So kann es also auch mal (nicht) gehen!

Ich schrieb ja neulich was von einem undichten Spitzohrenpaar. Erfreulicherweise gab es seit der Aufstellung des 3. Klos keinerlei Wiederholung davon. 🙂 Ich habe jetzt einfach bei einem großen Tierbedarfshandel mal einen separaten Rahmen für das Gimpet-Klo erworben und jetzt gibt es hier halt 3 Klos. Wenn doch nur alles immer so einfach wäre…

Ich habe trotzdem sowohl den Suppenkellentrick bei beiden Tieren erfolgreich zum Einsatz gebracht und bei Beiden einen ph-Wert von unter 7 vorgefunden. Und ebenfalls „trotzdem“ (nicht wieder Auftreten) beschlossen, dass die Haustierärztin mal schauen könnte, ob es wirklich keine körperlichen Ursachen gibt. Bei „Übernahme“ der bunten Katze habe ich eine Visitenkarte von einer mir bisher unbekannten Haustierärztin bekommen, mit der die Katzenstation zufrieden ist.

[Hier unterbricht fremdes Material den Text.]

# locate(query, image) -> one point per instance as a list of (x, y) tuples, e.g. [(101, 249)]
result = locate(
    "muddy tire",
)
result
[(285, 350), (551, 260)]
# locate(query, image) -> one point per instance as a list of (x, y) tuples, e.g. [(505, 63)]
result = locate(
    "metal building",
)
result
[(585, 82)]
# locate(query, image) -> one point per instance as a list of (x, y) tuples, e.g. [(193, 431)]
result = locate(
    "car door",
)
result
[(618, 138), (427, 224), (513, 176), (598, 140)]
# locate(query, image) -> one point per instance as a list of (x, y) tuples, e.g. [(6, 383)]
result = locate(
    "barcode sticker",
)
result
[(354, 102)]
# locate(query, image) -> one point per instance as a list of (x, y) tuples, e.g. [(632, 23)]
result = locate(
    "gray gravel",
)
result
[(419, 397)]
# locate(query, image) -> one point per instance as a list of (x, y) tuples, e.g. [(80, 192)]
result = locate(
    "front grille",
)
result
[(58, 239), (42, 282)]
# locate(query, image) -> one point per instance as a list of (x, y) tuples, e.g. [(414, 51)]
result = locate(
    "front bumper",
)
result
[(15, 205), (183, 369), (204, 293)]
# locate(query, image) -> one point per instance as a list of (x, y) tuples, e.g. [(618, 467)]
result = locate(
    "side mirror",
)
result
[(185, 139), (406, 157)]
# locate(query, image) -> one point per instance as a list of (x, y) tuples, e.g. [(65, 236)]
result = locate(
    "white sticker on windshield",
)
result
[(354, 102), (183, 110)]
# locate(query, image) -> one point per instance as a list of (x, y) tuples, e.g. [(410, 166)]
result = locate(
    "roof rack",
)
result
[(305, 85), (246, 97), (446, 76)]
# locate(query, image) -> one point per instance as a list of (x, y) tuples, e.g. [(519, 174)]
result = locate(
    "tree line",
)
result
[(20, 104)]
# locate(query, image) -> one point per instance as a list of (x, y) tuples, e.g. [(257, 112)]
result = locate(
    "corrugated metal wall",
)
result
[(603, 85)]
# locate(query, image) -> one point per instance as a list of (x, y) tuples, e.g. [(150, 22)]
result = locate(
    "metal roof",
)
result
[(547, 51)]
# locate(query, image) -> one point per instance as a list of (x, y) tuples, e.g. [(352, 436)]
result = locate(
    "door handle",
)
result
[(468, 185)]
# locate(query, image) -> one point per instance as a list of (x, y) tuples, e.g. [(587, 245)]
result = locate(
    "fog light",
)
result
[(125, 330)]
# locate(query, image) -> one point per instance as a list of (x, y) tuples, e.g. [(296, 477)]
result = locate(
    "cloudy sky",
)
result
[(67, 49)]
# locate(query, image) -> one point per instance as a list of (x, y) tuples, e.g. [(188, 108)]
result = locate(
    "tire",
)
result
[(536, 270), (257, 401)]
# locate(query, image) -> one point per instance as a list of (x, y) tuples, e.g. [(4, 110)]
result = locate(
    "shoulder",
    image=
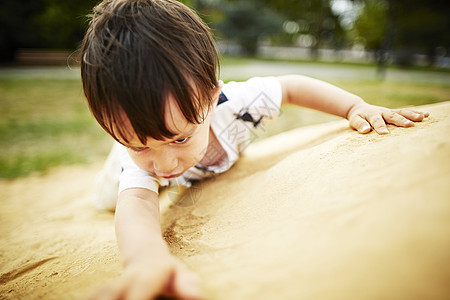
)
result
[(248, 91)]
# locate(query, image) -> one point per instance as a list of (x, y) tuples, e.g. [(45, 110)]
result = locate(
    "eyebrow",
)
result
[(185, 134)]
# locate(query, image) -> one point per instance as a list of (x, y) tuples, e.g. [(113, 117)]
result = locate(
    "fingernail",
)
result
[(365, 128)]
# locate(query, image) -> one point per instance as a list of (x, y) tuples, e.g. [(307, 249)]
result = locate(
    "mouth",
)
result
[(171, 176)]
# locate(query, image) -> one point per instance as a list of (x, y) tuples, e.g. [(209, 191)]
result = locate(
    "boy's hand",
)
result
[(363, 117), (148, 281)]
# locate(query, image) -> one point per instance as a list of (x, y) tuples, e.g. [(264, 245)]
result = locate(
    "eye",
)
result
[(182, 141), (139, 149)]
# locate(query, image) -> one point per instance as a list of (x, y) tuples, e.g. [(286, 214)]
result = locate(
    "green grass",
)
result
[(46, 122)]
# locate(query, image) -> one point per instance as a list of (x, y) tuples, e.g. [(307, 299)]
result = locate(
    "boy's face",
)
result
[(171, 158)]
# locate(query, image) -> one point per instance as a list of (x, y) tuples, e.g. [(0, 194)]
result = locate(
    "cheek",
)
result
[(141, 160), (197, 148)]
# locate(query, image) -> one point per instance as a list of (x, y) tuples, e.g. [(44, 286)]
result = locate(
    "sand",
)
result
[(320, 212)]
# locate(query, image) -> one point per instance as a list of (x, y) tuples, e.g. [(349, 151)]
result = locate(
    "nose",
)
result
[(165, 163)]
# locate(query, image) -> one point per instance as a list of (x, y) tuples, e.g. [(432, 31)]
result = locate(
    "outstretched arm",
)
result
[(319, 95), (149, 269)]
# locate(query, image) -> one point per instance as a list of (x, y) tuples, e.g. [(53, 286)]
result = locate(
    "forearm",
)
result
[(138, 228), (312, 93)]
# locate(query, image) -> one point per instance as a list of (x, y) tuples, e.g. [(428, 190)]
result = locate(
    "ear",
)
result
[(216, 92)]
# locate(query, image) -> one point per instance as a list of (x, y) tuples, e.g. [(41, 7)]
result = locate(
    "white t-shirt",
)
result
[(242, 107)]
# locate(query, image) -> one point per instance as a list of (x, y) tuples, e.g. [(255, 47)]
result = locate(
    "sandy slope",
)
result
[(316, 213)]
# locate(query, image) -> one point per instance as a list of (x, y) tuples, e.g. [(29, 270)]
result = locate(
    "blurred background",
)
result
[(391, 52)]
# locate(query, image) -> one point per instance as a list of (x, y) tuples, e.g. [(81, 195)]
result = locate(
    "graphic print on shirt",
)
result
[(245, 116)]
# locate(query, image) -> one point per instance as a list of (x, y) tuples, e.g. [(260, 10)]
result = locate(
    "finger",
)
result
[(143, 288), (359, 124), (107, 292), (416, 116), (186, 285), (392, 117), (378, 124)]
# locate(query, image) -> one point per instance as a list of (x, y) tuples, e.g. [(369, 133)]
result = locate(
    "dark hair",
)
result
[(138, 52)]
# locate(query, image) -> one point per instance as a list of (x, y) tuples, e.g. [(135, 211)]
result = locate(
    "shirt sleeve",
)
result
[(249, 106), (134, 177)]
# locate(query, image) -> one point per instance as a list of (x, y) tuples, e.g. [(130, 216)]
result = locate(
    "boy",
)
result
[(149, 72)]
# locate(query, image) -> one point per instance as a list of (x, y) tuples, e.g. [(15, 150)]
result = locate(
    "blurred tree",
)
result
[(316, 18), (404, 27), (421, 26), (18, 26), (42, 24), (247, 22)]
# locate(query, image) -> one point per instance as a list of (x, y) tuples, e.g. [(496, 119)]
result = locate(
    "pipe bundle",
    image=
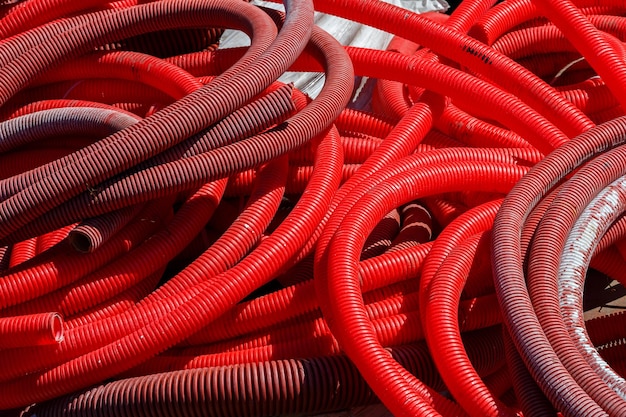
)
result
[(182, 233)]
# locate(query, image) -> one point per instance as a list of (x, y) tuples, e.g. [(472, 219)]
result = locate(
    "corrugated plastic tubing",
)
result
[(519, 315), (183, 118), (188, 221), (602, 211), (146, 181), (308, 386), (308, 212), (554, 227), (505, 16), (383, 70), (257, 389), (590, 42), (31, 330), (466, 51), (441, 283), (345, 315)]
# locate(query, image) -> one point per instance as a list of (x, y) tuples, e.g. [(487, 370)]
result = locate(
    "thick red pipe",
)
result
[(530, 341), (31, 330)]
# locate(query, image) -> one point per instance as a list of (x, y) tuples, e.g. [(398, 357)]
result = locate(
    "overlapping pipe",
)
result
[(184, 234)]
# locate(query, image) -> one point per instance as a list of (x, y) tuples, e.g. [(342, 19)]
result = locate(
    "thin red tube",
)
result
[(467, 51), (345, 313), (146, 342)]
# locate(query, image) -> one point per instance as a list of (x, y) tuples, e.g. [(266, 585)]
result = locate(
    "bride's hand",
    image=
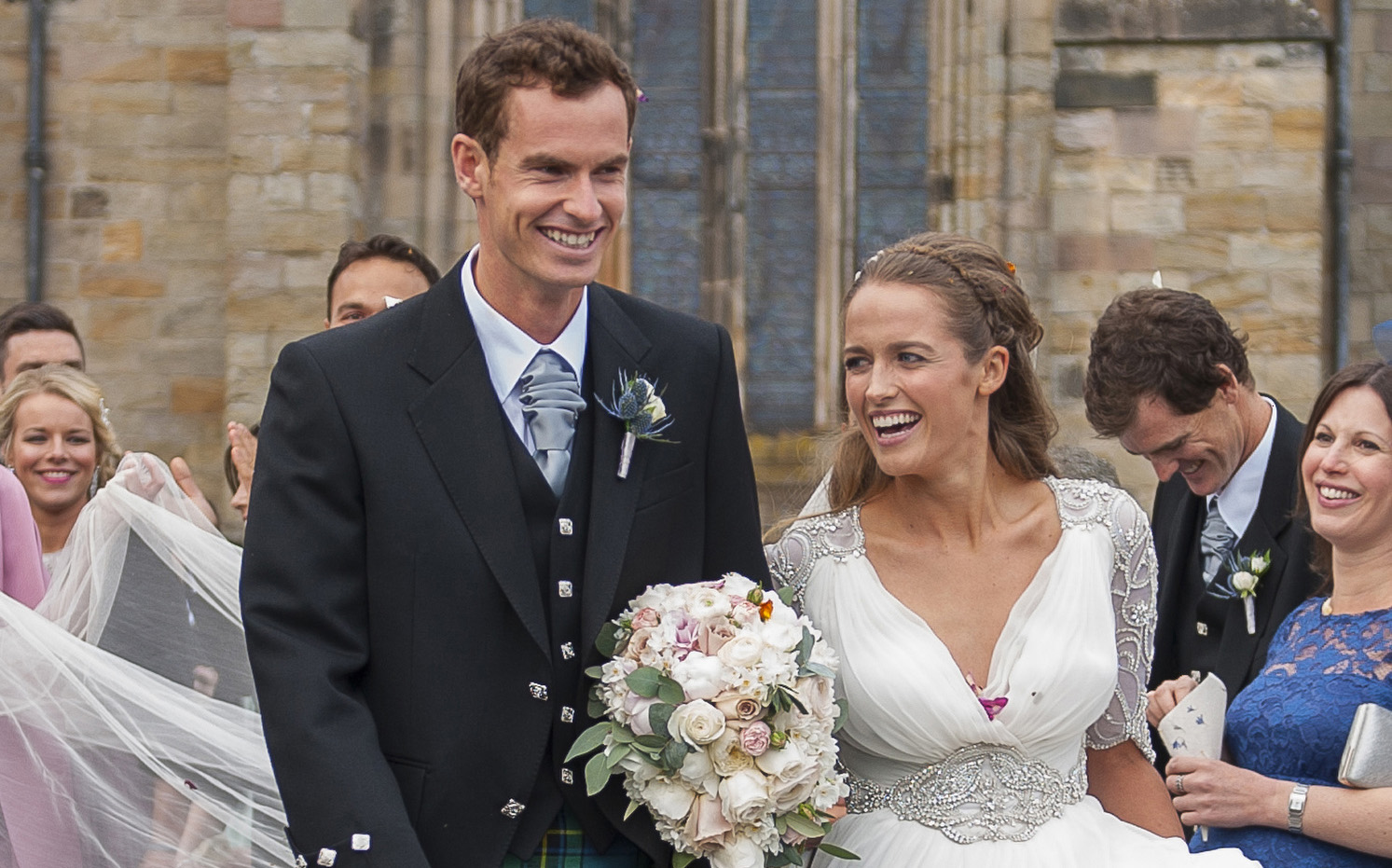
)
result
[(1163, 698)]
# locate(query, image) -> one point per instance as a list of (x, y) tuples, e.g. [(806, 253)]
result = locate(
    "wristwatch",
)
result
[(1295, 808)]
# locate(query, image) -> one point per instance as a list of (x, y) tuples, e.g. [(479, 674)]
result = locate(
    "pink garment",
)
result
[(35, 802), (21, 557)]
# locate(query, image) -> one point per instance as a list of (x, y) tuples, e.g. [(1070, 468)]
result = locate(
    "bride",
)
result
[(994, 624)]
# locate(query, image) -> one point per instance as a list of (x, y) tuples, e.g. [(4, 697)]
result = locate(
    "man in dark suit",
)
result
[(1169, 379), (422, 586)]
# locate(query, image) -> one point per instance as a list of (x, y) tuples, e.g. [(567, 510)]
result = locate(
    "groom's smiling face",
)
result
[(551, 197)]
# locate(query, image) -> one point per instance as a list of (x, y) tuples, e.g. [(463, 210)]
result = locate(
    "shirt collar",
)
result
[(1238, 500), (507, 348)]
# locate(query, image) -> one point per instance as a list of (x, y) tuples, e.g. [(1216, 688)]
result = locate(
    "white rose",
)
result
[(739, 853), (699, 772), (702, 676), (696, 723), (744, 797), (728, 755), (742, 651), (708, 602), (781, 636), (1243, 582), (668, 797)]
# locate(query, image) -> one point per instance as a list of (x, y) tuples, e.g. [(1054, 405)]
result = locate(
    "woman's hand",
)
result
[(1163, 698), (1220, 794)]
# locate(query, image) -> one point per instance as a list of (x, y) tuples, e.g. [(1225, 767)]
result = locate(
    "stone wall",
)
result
[(1205, 161)]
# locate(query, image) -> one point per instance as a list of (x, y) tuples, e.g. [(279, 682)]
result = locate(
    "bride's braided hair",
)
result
[(985, 308)]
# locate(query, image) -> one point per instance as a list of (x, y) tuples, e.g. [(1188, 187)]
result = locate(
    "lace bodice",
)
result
[(1293, 720), (816, 545)]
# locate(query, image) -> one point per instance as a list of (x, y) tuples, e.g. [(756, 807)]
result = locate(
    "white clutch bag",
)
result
[(1367, 754)]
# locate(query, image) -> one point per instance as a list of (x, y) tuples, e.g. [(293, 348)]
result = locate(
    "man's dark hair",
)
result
[(1158, 342), (34, 316), (548, 51), (380, 246)]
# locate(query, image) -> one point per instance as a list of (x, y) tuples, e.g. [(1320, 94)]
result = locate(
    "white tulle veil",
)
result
[(129, 734)]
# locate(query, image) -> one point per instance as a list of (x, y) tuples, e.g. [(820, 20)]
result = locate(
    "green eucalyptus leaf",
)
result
[(645, 682), (596, 774), (657, 717), (589, 740)]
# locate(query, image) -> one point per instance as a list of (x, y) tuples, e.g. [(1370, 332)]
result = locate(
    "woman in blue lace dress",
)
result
[(1278, 799)]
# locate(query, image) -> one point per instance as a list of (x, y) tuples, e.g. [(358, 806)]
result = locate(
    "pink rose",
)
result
[(706, 822), (754, 737)]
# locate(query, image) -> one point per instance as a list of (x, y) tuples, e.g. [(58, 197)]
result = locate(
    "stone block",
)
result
[(102, 284), (318, 14), (121, 241), (118, 320), (1225, 212), (1284, 87), (1295, 212), (1155, 131), (1273, 251), (1083, 214), (107, 62), (1281, 170), (206, 65), (1087, 130), (1298, 129), (1238, 129), (1197, 254), (1104, 252), (1147, 214), (255, 13), (198, 395)]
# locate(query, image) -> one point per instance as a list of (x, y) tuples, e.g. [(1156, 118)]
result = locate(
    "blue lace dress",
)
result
[(1293, 720)]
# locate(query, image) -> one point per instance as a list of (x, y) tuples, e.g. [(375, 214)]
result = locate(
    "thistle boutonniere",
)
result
[(641, 407), (1245, 573)]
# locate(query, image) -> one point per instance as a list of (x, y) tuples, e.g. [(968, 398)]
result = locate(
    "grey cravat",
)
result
[(550, 405), (1216, 540)]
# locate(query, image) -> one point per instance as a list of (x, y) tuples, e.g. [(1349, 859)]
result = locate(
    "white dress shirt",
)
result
[(1238, 500), (508, 350)]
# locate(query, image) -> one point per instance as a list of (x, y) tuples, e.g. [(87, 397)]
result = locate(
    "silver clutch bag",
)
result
[(1367, 754)]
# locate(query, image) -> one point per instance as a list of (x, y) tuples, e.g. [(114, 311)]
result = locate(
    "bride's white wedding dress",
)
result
[(936, 782)]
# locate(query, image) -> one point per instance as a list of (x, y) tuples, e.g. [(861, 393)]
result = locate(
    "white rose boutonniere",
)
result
[(641, 407), (1245, 574)]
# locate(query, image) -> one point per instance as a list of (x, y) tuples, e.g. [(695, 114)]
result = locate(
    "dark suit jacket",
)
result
[(393, 611), (1178, 519)]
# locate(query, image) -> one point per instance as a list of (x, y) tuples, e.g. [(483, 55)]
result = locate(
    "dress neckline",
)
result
[(1033, 588)]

Da die bunte Katze nach wie vor zwar durchaus kontaktwillig ist, jedoch keineswegs daran interessiert, hochgenommen zu werden, schlug ich als „Ort des Geschehens“ unser Bad vor. Dort gibt es keine frei stehende Badewanne und auch sonst kein echtes „Versteck“. Gesagt, Getan.

Die Tierärztin kam in Begleitung einer Frau mit Katzenkescher, da sie keine Vorstellung davon hatte, was sie antreffen würde. Bei der bunten Katze war der Kescher völlig unnötig, weil sie sich recht gut „allgemeinuntersuchen“ ließ. Auf eine Blutprobe wurde angesichts des guten Allgemeinzustandes im gegenseitigen Einverständnis verzichtet.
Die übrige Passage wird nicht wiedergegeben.